The film covers Kenneth's re-sentencing hearing as his lawyer, a Florida law professor, argues that while Kenneth is certainly responsible for his crimes, he feels remorse and has matured and rehabilitated during his time in prison. He also argues that the culture of condemning children to die in prison is immoral and barbaric. We also meet Kenneth's mother Stephanie, a former drug addict whose dealer was the criminal who cajoled Kenneth into committing the robberies.
There is no doubt that the filmmakers are sympathetic to Kenneth's case, and it becomes clear early on that at worst Kenneth was pressured into committing the crimes and was the less active participant when compared with his accomplice, a much older and more hardened criminal.

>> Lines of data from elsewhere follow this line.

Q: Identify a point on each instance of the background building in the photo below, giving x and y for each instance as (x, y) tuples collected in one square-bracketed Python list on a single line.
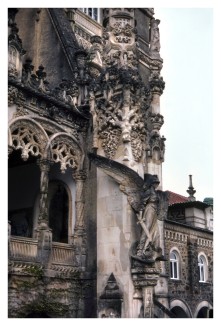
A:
[(85, 157)]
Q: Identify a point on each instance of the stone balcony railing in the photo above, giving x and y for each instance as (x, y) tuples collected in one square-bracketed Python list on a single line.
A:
[(28, 250), (21, 248), (62, 253)]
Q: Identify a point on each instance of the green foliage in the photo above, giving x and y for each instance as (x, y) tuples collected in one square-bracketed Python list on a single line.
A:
[(34, 270)]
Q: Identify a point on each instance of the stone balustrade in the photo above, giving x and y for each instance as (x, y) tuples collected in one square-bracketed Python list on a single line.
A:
[(26, 249), (21, 248), (62, 253)]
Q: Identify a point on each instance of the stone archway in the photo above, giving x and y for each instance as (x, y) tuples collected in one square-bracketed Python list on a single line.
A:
[(204, 310), (179, 312), (180, 309)]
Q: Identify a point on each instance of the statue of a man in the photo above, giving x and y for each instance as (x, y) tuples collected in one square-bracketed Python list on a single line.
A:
[(155, 36), (149, 244)]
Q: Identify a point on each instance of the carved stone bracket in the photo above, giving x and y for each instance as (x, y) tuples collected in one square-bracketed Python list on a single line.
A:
[(110, 301), (146, 278), (157, 84)]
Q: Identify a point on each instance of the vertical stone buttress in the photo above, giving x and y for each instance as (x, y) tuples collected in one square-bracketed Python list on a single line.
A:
[(126, 128)]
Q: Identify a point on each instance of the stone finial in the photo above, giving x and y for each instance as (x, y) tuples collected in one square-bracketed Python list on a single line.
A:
[(191, 190)]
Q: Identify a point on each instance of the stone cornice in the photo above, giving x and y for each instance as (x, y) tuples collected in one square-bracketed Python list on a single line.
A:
[(188, 229), (48, 98)]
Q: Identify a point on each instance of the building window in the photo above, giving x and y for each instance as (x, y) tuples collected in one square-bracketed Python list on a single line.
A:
[(92, 12), (174, 265), (202, 265)]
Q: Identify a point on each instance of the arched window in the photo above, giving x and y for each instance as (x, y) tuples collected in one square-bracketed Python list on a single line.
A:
[(92, 12), (174, 265), (202, 265)]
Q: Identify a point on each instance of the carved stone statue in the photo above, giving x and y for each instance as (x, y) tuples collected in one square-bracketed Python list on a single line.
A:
[(155, 36), (149, 244), (149, 204)]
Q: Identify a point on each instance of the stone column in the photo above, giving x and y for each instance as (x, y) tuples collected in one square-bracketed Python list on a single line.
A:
[(43, 232), (155, 151), (43, 212), (79, 237)]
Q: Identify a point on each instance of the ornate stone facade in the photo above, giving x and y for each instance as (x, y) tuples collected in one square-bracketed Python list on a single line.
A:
[(86, 220)]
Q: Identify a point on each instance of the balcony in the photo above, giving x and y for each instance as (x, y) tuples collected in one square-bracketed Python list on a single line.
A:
[(29, 250)]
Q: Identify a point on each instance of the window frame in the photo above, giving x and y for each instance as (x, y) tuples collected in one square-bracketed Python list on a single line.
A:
[(93, 16), (202, 268)]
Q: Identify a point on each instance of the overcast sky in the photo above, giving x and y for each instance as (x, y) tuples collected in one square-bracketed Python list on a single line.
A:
[(187, 101)]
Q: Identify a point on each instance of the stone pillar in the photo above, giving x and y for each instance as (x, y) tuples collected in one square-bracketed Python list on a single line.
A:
[(79, 237), (43, 232), (43, 211), (145, 278), (156, 147)]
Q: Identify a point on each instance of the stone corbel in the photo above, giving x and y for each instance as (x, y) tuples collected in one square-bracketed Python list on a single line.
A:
[(145, 278)]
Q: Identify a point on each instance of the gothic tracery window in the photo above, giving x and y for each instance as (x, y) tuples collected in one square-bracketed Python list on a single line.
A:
[(92, 12), (174, 265)]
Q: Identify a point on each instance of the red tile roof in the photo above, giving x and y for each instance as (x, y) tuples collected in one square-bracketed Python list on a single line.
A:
[(176, 198)]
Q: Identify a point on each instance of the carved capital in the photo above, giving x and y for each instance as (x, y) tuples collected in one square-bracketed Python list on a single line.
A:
[(79, 175), (157, 121), (157, 84), (45, 164)]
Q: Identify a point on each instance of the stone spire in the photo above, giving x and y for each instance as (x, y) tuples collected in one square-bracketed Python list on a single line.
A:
[(191, 190)]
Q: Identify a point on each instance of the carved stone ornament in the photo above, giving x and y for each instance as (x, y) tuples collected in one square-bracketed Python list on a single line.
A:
[(66, 152), (28, 137), (148, 203), (109, 303)]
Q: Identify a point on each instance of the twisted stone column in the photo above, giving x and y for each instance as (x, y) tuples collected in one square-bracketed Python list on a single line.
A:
[(43, 213), (79, 230)]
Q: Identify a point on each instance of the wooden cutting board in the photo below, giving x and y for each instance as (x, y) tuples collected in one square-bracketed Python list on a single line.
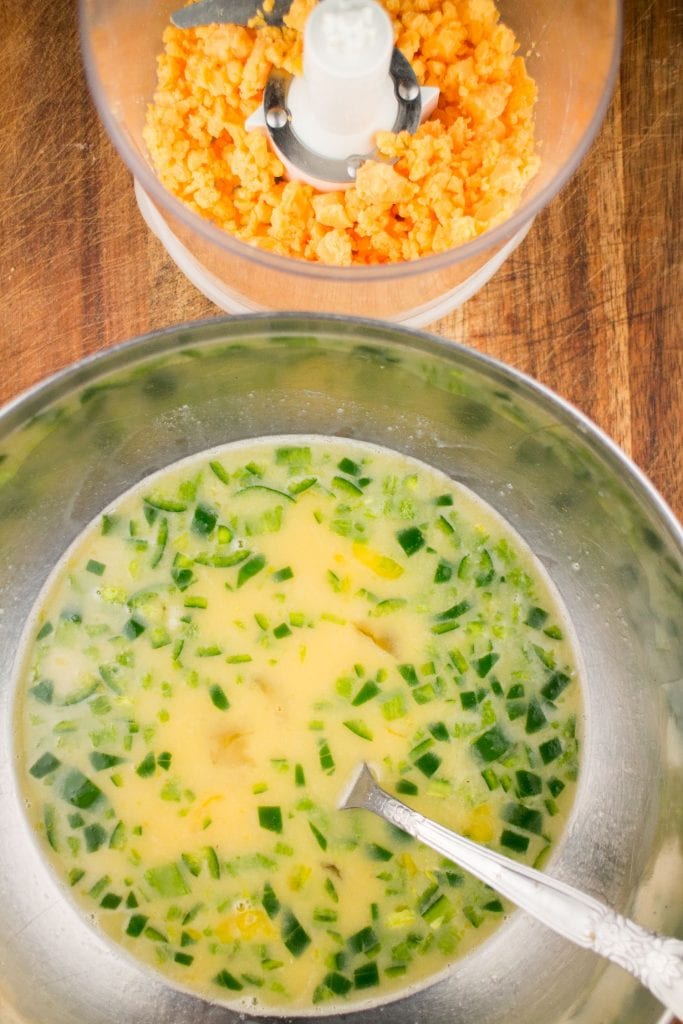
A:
[(590, 304)]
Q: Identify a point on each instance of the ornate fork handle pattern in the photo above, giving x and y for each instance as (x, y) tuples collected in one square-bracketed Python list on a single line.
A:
[(654, 960)]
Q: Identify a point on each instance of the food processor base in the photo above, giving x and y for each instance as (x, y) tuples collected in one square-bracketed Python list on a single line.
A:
[(232, 302)]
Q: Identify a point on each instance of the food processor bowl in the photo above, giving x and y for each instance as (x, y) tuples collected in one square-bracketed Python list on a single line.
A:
[(571, 49), (612, 548)]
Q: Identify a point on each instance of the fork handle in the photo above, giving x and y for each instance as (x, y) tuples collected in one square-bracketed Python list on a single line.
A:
[(656, 961)]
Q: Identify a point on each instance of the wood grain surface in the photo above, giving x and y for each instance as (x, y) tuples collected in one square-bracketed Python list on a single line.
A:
[(590, 304)]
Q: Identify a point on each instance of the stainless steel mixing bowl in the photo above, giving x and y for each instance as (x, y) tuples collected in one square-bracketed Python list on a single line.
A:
[(611, 546)]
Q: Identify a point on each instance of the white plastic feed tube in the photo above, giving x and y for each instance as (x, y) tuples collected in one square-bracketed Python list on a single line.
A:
[(346, 93)]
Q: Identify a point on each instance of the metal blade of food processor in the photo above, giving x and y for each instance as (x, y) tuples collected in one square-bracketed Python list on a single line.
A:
[(229, 11)]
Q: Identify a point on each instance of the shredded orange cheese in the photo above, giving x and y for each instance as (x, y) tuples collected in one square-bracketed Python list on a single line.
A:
[(462, 172)]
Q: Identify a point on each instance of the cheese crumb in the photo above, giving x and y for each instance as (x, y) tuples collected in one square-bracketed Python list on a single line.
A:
[(462, 172)]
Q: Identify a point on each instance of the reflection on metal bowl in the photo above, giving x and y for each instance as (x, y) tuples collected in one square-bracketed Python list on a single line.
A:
[(609, 543)]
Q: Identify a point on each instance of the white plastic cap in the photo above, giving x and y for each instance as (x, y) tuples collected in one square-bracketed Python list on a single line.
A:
[(346, 93)]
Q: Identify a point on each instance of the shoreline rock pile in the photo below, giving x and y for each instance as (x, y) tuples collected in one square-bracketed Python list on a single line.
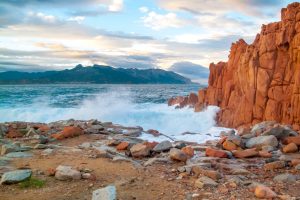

One of the more harrowing interviews involves a woman who was assaulted during one of the robberies. She makes it clear that were it not for Kenneth's intervention, his accomplice would have undoubtedly raped her. It's in these scenes that the film carries the most power, when it lets the people involved tell their stories.
Aside from its subject matter, the film does very little to distinguish itself. The cinematography is borderline amateurish and the editing is uninspired, and the movie does very little to heighten the tension. Luckily for the filmmakers the situation is compelling enough on its own. There is no doubt that race plays a large part in these unbalanced sentences, and it becomes obvious during the courtroom scenes that there is a bias against Kenneth because he is a black man. The film left me angry about the state of justice in our country, particularly in Florida. On that level, the makers of 15 to Life succeeded.